What's the circle area formula?

Area = π × r², where r is the radius. If you know the diameter (d), radius is d/2, so: Area = π × (d/2)² = π × d² / 4. For a radius-10 circle: Area = π × 100 ≈ 314.16.

What's the difference between radius and diameter?

The radius is the distance from the center to the circle edge. The diameter is the distance from one side to the other passing through the center = 2 × radius. A radius-5 circle has diameter 10.

How do I calculate a circular sector area?

Sector area = (angle/360) × π × r². For example, a 45° sector in a radius-10 circle: (45/360) × π × 100 = (1/8) × 314.16 = 39.27. It's calculating what fraction of the full circle the sector occupies.

What is arc length?

The portion of circumference corresponding to a given angle. Arc length = (angle/360) × 2πr.

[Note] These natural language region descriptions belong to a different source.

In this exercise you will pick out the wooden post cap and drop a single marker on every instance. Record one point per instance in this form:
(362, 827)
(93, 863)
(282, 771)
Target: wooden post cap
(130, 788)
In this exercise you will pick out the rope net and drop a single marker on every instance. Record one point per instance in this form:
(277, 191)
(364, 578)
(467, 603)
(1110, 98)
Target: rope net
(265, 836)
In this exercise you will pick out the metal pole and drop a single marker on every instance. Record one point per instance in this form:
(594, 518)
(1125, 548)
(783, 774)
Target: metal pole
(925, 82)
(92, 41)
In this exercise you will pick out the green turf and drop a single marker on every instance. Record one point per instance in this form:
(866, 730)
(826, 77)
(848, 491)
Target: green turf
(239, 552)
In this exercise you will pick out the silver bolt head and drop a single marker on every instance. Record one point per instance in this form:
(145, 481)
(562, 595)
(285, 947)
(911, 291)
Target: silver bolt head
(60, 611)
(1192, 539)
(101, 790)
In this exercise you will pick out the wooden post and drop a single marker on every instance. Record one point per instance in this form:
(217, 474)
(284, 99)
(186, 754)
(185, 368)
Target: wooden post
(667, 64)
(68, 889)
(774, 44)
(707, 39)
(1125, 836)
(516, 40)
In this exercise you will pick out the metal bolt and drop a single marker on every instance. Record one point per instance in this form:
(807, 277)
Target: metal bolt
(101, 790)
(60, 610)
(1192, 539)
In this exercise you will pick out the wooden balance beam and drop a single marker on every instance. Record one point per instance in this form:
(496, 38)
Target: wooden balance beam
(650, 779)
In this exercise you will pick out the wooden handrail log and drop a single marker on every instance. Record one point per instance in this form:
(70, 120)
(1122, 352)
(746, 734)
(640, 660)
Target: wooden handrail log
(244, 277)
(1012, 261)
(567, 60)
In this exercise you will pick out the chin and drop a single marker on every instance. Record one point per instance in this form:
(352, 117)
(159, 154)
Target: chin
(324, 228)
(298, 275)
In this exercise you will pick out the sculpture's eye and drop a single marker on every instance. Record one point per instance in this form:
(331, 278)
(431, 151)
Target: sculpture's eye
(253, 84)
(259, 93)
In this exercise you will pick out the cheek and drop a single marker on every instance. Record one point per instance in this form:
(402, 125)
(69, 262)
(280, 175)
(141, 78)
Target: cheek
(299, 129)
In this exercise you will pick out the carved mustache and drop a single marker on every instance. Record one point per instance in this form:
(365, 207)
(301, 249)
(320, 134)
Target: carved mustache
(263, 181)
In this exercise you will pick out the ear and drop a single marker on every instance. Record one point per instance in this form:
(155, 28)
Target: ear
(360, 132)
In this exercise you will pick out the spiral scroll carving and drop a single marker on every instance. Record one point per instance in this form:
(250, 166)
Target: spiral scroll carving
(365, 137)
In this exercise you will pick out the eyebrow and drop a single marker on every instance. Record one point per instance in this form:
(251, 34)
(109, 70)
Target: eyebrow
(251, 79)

For a 90° arc in a radius-10 circle: (90/360) × 2π×10 = (1/4) × 62.83 = 15.71.

Can I calculate the radius if I know the area?

Yes: r = √(Area / π). If area is 100: r = √(100 / 3.1416) = √31.83 ≈ 5.64. And if you know the perimeter: r = Perimeter / (2π).

Why does area grow with the square of the radius?

Because area is a two-dimensional measure. Doubling the radius expands in 2 directions simultaneously (width and height), so area multiplies by 2² = 4. A radius-10 circle has 4 times the area of a radius-5 circle.

How many pizza slices come from a 45° sector?

A 45° sector is 1/8 of the circle (360°/45° = 8). So from a round pizza you get 8 slices if you cut 45° sectors. Each slice's area = π × r² / 8.